Like an Exchange 5.5 Site Connector, an Exchange 2000 RGC provides a way to define a bridgehead server that acts as the focal point for messages flowing out of a routing group. Just as you can use a smart host to focus the flow of SMTP message traffic, you can use a bridgehead server to assign roles (e.g., routing, hosting mailboxes) to specific servers. Whereas the Site Connector lets you specify only one bridgehead server, the RGC lets you specify multiple bridgeheads. For a fault-tolerant configuration, then, you should specify at least two servers as bridgeheads for each RGC. However, you can't assign a preference for bridgehead use; Exchange 2000 chooses among the specified bridgeheads at random.

Tie It All Together
When you add a connector to your organization, Exchange updates the link state table with information defining the available routes that a particular type of message can take. The link state table is essentially a map of how to get from point to point, given a specific address type (e.g., Exchange, X.400, SMTP). When a user sends a message, the Advanced Queuing (AQ) engine and the Message Categorizer use information from the link state table to determine the address type and to find the available routes for message delivery. The AQ engine then works with the Routing Engine to see which routes are available and chooses the route with the least cost. The trick to building a fault-tolerant configuration is to make sure that the link state table contains information about multiple routes for the SMTP address spaces. Although you can create one SMTP connector and add multiple Exchange servers (e.g., Hub1 and Hub2 in our example) as bridgeheads, that configuration uses both servers equally for outbound mail. To assign roles to the servers, add multiple SMTP connectors.

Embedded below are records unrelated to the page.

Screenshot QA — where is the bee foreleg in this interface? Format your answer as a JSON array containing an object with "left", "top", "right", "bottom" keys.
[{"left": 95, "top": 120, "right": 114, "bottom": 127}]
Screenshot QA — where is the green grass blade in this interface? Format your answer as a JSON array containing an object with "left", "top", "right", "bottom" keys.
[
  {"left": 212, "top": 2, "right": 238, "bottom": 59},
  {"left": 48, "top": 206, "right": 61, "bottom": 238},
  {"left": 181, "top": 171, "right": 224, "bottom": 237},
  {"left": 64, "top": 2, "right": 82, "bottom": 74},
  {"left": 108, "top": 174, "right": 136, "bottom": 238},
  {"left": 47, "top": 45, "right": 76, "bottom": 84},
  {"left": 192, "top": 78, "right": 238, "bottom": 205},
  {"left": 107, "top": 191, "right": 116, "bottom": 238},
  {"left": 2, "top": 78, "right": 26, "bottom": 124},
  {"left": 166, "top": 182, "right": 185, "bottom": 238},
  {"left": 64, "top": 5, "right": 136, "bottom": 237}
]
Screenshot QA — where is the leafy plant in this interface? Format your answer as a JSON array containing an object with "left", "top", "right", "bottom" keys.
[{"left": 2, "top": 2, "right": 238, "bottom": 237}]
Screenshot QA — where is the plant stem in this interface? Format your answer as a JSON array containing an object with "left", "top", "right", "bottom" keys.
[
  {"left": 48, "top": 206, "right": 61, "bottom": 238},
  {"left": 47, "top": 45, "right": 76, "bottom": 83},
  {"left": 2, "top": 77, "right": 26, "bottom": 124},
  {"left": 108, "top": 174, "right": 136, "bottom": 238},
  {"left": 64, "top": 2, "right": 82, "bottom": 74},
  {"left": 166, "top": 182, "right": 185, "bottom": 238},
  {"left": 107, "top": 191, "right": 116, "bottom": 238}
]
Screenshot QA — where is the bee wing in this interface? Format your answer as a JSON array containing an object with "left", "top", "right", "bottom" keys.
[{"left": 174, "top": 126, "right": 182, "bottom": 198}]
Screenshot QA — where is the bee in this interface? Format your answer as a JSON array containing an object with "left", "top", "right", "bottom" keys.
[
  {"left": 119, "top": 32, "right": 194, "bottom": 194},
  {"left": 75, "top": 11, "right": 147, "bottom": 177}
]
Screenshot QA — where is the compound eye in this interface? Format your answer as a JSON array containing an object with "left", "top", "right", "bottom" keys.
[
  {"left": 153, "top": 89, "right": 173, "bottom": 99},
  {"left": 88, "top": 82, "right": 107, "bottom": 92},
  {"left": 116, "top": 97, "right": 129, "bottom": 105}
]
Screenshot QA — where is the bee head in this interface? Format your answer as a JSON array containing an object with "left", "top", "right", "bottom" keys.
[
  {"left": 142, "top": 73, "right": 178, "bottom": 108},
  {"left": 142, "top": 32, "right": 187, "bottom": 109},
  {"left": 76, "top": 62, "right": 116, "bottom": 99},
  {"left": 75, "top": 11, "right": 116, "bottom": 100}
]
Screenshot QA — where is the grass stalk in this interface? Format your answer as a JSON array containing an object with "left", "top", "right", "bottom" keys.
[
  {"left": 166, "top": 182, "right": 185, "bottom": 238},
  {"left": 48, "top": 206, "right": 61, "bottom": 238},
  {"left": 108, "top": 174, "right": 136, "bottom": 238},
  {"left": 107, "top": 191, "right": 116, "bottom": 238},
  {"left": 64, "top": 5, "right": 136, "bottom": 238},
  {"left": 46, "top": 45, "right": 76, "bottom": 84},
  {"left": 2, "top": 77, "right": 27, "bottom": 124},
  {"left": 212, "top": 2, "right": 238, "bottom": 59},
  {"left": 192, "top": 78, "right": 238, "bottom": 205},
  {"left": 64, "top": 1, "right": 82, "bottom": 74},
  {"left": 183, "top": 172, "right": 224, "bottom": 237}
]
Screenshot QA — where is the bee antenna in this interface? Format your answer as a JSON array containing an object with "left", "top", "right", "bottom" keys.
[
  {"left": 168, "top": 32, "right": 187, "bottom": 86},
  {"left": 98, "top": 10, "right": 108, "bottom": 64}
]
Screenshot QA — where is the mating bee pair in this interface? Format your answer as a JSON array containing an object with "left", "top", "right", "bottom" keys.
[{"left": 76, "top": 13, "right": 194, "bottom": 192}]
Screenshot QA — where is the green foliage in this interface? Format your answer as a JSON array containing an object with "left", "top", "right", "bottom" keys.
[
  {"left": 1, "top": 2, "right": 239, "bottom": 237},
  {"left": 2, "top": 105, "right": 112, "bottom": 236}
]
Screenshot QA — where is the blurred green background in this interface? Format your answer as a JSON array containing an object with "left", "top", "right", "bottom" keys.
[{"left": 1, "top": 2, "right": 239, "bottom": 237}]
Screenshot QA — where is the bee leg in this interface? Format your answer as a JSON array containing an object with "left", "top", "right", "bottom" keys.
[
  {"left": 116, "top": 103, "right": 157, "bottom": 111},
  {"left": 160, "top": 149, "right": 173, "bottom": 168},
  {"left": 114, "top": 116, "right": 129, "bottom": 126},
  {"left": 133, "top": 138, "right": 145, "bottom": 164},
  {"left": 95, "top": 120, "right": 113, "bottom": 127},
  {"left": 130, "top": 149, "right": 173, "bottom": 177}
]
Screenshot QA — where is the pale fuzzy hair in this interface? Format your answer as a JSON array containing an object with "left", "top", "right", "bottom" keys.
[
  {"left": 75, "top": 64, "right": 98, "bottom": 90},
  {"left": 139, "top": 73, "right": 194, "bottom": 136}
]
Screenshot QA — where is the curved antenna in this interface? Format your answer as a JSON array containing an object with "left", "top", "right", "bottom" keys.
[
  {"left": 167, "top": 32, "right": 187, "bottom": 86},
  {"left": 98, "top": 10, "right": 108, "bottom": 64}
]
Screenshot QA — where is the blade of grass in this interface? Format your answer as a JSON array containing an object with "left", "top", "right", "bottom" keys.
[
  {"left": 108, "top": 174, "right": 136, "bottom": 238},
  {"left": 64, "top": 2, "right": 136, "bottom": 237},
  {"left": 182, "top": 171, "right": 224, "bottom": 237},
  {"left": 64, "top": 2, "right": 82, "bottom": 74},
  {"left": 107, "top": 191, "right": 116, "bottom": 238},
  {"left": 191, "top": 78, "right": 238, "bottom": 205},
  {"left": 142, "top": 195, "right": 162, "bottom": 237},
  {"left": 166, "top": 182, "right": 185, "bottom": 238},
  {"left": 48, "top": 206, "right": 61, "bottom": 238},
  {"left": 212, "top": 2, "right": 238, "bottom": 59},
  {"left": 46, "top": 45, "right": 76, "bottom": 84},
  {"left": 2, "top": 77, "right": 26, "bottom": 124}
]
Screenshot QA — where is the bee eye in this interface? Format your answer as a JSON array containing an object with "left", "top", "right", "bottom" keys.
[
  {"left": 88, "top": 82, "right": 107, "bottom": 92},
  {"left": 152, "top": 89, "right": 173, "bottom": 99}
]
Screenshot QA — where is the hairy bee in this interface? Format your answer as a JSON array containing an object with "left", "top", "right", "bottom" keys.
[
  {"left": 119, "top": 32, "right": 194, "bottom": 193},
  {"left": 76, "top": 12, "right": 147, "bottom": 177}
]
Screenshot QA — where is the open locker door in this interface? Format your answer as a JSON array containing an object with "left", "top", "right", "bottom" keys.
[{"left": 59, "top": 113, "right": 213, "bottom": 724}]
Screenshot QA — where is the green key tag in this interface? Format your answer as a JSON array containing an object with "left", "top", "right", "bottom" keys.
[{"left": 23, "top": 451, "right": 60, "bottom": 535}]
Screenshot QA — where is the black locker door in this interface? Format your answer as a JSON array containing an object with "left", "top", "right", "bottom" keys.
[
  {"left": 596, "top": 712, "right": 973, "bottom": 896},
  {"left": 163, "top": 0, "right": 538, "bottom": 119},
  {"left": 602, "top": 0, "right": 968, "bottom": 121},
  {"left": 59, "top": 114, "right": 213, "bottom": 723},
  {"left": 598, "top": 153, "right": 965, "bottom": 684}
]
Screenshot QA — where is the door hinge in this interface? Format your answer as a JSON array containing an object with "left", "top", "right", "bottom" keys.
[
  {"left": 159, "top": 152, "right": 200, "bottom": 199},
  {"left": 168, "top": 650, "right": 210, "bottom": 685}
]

Suppose that in the configuration that Figure 5 shows, the Houston routing group had contained two SMTP connectors named Internet 1 and Internet 2. You can assign the Exchange server Hub2 as a bridgehead for the Internet 1 connector, then define an SMTP address space with a cost of 1. In the same way, you can assign Hub1 as a bridgehead for the Internet 2 connector, but assign that SMTP address space a higher cost of 10. After this configuration replicates to all servers, the link state table will contain SMTP address space routing definitions that give preference to Hub2 for outbound mail. If Hub2 is down, mail will automatically reroute to Hub1.

Scratching the Surface
With a good understanding of how Exchange routes mail and much careful planning and consideration, you can build efficient and fault-tolerant solutions. However, building a good routing design for Exchange isn't a trivial undertaking, especially when you must deal with a variety of connectors and sites. The Web sidebar "A Sample Design" presents the necessary steps to configure the type of design that this article describes. (To read the sidebar, go to http://www .exchangeadmin.com, and enter InstantDoc ID 22859.) However, I strongly suggest that you plan, gather information, build a prototype, test, and experiment to see what works best for your situation. In the next installment of this series, I'll explain some of the configurations you can make to help fortify your Exchange servers against threats such as unauthorized relay.